Comment: Let the Americans risk their lives. The Americans said they were here to help us. Well, then they”re the ones who should risk their lives removing explosive devices. Why should we? Hell, it’s not our country, this Iraq. We”re Sunni Arabs and Shi”a Arabs and Kurds. We”re not risking our lives for “Iraq.” The Americans can do that.

Conclusion:

Remaining in Iraq squanders every kind of resource: men, money, material, military morale and civilian willingness to engage in measures necessary to check the Jihad to spread Islam. Furthermore, it distracts from other matters, not only Iran (where the presence of American troops as hostages to Iranian retaliation gets in the way), but most importantly, the subject of Europe’s islamization, with the military, political, even civilizational catastrophe that that would bring.

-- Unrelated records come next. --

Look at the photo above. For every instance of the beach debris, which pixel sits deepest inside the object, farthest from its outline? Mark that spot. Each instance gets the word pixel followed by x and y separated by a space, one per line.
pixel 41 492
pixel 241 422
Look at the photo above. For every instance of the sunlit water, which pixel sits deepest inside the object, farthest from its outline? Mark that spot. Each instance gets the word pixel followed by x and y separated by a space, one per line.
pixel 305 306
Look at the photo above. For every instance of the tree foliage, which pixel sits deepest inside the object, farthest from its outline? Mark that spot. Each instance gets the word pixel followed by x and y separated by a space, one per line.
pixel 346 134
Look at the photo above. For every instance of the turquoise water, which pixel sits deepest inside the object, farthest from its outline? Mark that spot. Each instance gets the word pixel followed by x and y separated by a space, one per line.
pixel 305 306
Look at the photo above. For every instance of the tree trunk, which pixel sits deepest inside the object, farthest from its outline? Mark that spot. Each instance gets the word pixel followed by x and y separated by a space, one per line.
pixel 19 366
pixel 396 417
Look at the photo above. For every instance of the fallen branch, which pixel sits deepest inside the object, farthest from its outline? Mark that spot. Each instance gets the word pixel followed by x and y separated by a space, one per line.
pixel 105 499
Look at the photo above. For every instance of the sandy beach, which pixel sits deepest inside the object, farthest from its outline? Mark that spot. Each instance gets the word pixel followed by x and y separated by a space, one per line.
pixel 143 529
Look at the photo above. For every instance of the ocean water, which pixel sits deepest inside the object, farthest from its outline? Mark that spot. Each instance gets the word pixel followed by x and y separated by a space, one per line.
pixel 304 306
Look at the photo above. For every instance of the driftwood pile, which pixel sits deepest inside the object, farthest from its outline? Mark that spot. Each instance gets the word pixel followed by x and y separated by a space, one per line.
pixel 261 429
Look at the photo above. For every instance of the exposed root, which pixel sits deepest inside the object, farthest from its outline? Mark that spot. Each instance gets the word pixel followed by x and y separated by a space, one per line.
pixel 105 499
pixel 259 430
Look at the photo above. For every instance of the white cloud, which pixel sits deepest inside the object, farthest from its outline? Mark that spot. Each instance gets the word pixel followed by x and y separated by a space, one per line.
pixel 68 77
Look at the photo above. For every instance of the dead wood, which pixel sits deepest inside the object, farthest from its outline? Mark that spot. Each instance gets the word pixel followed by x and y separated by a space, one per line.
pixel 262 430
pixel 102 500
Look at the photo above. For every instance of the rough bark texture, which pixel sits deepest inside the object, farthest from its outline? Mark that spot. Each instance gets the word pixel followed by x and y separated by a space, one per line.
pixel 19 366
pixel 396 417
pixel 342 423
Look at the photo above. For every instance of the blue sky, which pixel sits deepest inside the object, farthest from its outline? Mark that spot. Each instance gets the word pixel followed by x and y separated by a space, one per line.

Stories such as those above show how dangerous and foolish it is to force American officers and men to work with, to train, and to fight alongside (or attempt to) those who do not wish you well, who wish you ill, who have given every visible sign of wishing you ill. There is no “Iraqi” patriotism. There is potential and actual betrayal of and treachery against the Americans by those to whom they have done nothing, and whom they have tried to help in removing a despot, in spending tens of billions in aid (and hundreds of billions to conduct the whole operation). To remain in Iraq will simply mean a further waste of American lives, vast amounts of American money (that could have been spent on energy projects — $400 billion might have gone a long way to ending the oil wherewithal that has made the Jihad go from theoretically potential to practically possible), materiel, everything.

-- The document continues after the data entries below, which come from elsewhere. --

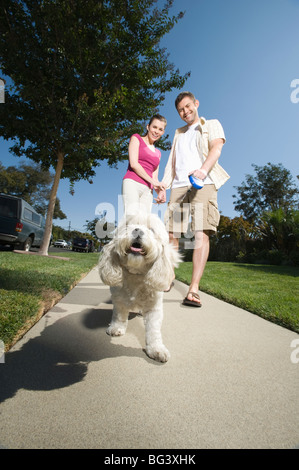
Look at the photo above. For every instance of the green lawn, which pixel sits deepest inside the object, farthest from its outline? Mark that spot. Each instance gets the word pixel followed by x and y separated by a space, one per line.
pixel 31 284
pixel 268 291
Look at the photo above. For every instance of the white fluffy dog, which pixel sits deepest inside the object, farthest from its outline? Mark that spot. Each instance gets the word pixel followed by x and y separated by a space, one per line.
pixel 138 264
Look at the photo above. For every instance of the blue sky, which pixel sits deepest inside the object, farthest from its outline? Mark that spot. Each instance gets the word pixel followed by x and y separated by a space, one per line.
pixel 243 57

And those who have failed to criticize the Iraq policy for being such a squandering, in precisely the manner, and for the reasons given here at Jihad Watch for more than two years, are also to be blamed. For they, unable to conceive of the Jihad as the enemy, and willing to abide by those foolish phrases such as “a war on terror,” have been unable to come up with any criticism of the Administration that makes sense.

They deserve each other. The leaders of the United States and of the rest of the Western world, with a few remarkable exceptions, have been weighed in the balance, and found wanting.